2011 CAF Super Cup
| TP Mazembe | FUS Rabat |
| Democratic Republic of the Congo | Morocco |
| 0 | 0 |
- TP Mazembe won 9–8 on penalties
- Date: 29 January 2011
- Venue: Stade de la Kenya, Lubumbashi

= 2011 CAF Super Cup =

The 2011 CAF Super Cup (also known as the 2011 Orange CAF Super Cup for sponsorship reasons) was the 19th CAF Super Cup, an annual football match in Africa organized by the Confederation of African Football (CAF), between the winners of the previous season's two CAF club competitions, the CAF Champions League and the CAF Confederation Cup. The match was contested between TP Mazembe of the Democratic Republic of the Congo, the winner of the 2010 CAF Champions League, and FUS Rabat of Morocco, the winner of the 2010 CAF Confederation Cup. TP Mazembe won the trophy after beating FUS Rabat 9–8 in the penalty shoot-out, with the game ending 0–0.

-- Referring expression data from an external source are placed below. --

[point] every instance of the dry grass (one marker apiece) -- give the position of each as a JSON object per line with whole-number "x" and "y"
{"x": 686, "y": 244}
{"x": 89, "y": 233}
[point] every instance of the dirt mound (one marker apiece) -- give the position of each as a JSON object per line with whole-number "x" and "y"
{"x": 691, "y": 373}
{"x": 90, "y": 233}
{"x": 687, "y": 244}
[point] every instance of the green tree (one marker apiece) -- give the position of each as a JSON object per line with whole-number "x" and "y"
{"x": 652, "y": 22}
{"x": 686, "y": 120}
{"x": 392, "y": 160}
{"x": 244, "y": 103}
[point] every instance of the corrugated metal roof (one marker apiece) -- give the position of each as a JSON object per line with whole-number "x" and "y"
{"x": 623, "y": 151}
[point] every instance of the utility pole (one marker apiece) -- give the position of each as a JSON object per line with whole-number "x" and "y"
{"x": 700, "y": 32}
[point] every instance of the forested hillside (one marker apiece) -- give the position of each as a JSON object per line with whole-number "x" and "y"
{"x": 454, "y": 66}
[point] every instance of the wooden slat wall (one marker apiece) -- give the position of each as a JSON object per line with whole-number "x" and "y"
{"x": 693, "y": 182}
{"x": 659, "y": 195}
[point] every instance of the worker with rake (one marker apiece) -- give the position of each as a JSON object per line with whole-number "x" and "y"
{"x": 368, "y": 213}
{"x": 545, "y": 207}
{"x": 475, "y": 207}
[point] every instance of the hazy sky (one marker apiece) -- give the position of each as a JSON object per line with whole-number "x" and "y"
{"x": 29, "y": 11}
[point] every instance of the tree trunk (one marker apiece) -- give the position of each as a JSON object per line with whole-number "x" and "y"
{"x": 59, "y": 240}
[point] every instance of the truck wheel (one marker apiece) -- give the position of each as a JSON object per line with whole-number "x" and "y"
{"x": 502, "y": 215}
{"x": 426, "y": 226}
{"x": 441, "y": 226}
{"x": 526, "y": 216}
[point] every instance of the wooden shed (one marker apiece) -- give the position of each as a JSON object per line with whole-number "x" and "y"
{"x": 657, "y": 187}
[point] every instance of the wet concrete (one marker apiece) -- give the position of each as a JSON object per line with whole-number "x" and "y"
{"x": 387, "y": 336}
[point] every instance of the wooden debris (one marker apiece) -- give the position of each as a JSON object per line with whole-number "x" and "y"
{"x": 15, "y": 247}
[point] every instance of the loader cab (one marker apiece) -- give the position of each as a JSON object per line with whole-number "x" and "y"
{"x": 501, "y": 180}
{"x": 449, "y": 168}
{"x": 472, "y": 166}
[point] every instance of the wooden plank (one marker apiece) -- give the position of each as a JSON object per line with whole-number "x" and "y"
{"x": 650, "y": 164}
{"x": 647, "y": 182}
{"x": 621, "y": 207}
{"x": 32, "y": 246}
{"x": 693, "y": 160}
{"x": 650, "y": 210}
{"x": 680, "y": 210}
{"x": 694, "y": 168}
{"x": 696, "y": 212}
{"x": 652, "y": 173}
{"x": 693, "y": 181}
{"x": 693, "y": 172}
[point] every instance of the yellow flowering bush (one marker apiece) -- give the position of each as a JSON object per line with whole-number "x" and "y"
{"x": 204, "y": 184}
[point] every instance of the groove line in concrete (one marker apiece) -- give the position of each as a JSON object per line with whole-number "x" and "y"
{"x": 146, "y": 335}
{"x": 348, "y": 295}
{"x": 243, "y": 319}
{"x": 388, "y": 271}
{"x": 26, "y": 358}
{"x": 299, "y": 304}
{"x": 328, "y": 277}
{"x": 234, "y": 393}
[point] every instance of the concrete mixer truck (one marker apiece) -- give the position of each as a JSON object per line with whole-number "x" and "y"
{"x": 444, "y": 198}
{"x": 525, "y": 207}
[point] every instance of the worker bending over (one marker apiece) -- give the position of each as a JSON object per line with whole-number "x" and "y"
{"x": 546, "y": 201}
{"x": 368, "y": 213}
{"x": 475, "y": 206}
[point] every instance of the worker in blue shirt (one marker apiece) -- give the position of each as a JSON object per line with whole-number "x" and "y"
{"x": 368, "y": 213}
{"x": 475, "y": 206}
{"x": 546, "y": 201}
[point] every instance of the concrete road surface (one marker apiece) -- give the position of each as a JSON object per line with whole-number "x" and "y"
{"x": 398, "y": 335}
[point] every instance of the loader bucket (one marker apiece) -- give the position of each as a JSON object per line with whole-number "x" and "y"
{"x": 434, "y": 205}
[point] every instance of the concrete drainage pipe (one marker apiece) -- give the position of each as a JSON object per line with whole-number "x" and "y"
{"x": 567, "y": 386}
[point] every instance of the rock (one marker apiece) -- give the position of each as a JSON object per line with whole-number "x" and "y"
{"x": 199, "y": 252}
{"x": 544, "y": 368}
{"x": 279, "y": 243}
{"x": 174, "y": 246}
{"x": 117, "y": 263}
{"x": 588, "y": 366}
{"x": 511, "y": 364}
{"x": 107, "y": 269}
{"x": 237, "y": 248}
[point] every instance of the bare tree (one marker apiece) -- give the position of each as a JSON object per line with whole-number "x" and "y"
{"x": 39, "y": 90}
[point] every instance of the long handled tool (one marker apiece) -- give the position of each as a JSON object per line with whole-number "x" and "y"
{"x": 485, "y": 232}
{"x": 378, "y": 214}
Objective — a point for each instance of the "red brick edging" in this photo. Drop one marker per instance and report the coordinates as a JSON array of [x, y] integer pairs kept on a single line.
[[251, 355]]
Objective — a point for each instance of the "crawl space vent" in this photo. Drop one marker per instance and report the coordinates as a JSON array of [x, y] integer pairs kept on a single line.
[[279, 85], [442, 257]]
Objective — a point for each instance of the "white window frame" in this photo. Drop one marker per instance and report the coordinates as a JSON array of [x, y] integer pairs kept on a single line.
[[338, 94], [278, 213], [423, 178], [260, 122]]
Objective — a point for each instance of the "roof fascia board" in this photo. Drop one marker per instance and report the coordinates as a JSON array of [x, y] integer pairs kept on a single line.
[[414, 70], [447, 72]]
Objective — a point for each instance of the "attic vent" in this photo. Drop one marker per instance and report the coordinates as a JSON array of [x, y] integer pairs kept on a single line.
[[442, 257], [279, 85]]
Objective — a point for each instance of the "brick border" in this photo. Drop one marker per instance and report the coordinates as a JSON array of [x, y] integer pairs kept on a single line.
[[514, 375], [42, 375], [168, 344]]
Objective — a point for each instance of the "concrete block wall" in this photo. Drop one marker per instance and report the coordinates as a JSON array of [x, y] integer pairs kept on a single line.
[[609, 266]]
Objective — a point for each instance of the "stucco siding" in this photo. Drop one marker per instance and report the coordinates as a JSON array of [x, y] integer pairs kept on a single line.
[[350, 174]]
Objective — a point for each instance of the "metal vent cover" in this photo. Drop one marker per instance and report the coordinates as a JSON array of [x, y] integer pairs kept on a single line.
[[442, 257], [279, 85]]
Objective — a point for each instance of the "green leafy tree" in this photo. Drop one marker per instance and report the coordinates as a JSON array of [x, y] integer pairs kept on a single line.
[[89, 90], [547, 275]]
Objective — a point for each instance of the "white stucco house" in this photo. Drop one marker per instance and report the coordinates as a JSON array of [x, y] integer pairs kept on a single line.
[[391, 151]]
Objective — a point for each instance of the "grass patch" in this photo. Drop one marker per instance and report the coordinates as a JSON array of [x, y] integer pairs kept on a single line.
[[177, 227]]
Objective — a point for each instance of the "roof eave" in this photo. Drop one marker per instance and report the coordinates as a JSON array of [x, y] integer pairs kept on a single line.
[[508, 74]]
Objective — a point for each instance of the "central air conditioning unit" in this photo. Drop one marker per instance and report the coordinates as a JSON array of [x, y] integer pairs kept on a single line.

The hosts of the 2015 and 2017 Africa Cup of Nations tournaments were announced at the match.

==Teams==

| Team | Qualification | Previous participation (bold indicates winners) |
|---|---|---|
| COD TP Mazembe | 2010 CAF Champions League winner | 2010 |
| MAR FUS Rabat | 2010 CAF Confederation Cup winner | None |

==Rules==
The CAF Super Cup is played over one match, hosted by the winner of the CAF Champions League. Since 2011, the regulations have been changed such that in case of a draw the two teams would directly move to post match penalties (no extra time is played).